🤖 AI Summary
This work addresses the challenge of achieving practical quantum advantage under current hardware constraints, which stem from the lack of efficient operator and state-preparation primitives. The authors propose an end-to-end variational framework that unifies arbitrary unitary and non-unitary operators—including both sparse and dense cases—into compact quantum circuits tailored to hardware connectivity, using a block-encoding strategy requiring only a single ancilla qubit. By integrating a custom cost function, a novel regularization term, and backpropagation-based optimization, the method substantially reduces approximation errors. It efficiently learns propagators in quantum simulation and quantum chemistry with lower resource overhead than Suzuki–Trotter decomposition, and successfully implements dense non-unitary operators such as finite-difference Laplacians and inviscid potential flow around airfoils, demonstrating its generality and high accuracy.
📝 Abstract
An efficient implementation of quantum algorithms is often hindered by the lack of efficient primitives for operators and state preparation. This limits both the ability of near-term quantum hardware to simulate complex problems and the potential of fault-tolerant algorithms to achieve practical quantum advantage. To address this, we propose a full-stack variational framework that transforms arbitrary operators to compact quantum circuits. The resulting variational circuits can be tailored to the connectivity and long-range interaction of the target hardware. The learning process employs backpropagation together with a cost function that efficiently optimizes unitary operators and non-unitary -- dense or sparse -- operators using only a single ancilla qubit for block encoding. Additionally, we introduce a regularization term that reduces the approximation error. The approach is validated for both quantum mechanical and engineering applications.
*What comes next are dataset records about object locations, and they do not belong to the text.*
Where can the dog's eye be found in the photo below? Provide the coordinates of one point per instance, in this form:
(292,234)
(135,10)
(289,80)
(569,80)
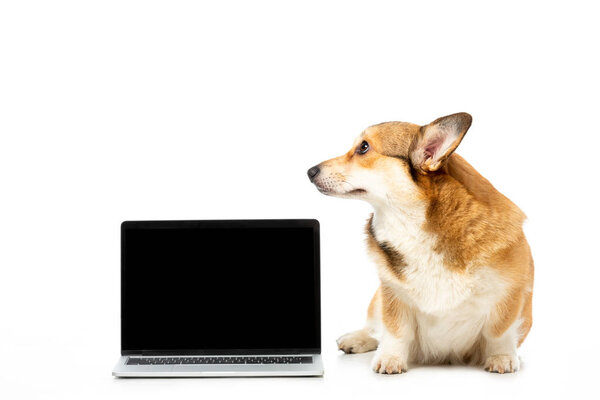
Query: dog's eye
(364,147)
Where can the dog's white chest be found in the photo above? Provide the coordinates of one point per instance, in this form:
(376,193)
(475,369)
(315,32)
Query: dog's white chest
(428,284)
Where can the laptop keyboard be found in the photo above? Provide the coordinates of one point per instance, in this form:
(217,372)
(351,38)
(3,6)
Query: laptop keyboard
(219,360)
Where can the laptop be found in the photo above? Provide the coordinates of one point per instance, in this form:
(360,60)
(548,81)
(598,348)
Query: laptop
(220,298)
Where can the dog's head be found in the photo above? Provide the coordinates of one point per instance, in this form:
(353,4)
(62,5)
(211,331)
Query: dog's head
(389,158)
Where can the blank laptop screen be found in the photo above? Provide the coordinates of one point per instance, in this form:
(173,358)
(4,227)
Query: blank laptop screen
(220,286)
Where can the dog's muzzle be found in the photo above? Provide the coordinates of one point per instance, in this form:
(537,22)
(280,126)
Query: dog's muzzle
(314,171)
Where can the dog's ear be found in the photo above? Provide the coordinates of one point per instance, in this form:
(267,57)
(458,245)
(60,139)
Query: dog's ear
(436,141)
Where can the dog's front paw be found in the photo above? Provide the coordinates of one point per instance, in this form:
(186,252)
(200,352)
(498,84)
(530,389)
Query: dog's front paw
(356,342)
(502,363)
(389,364)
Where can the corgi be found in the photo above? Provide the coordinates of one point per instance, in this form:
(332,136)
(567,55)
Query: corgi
(455,268)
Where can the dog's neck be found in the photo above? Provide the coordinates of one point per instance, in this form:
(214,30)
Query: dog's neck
(394,219)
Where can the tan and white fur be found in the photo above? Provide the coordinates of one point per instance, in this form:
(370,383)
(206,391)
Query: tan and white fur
(455,268)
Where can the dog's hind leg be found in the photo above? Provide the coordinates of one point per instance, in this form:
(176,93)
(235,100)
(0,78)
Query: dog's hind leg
(363,340)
In the former case, we learn propagators that arise in native quantum problems -- such as quantum simulation and quantum chemistry -- and achieve improved resource scaling in comparison to standard Suzuki-Trotter expansions. In the latter case, we demonstrate the approach's ability to implement the second-order central finite difference approximation of the Laplace operator -- relevant for solving partial differential equations -- while improving upon current error metrics. The final example deals with learning a dense, non-unitary operator that arises in the analysis of inviscid potential flow around an airfoil. This universality of the framework opens the door for solving general problems beyond prototypical engineering and quantum applications.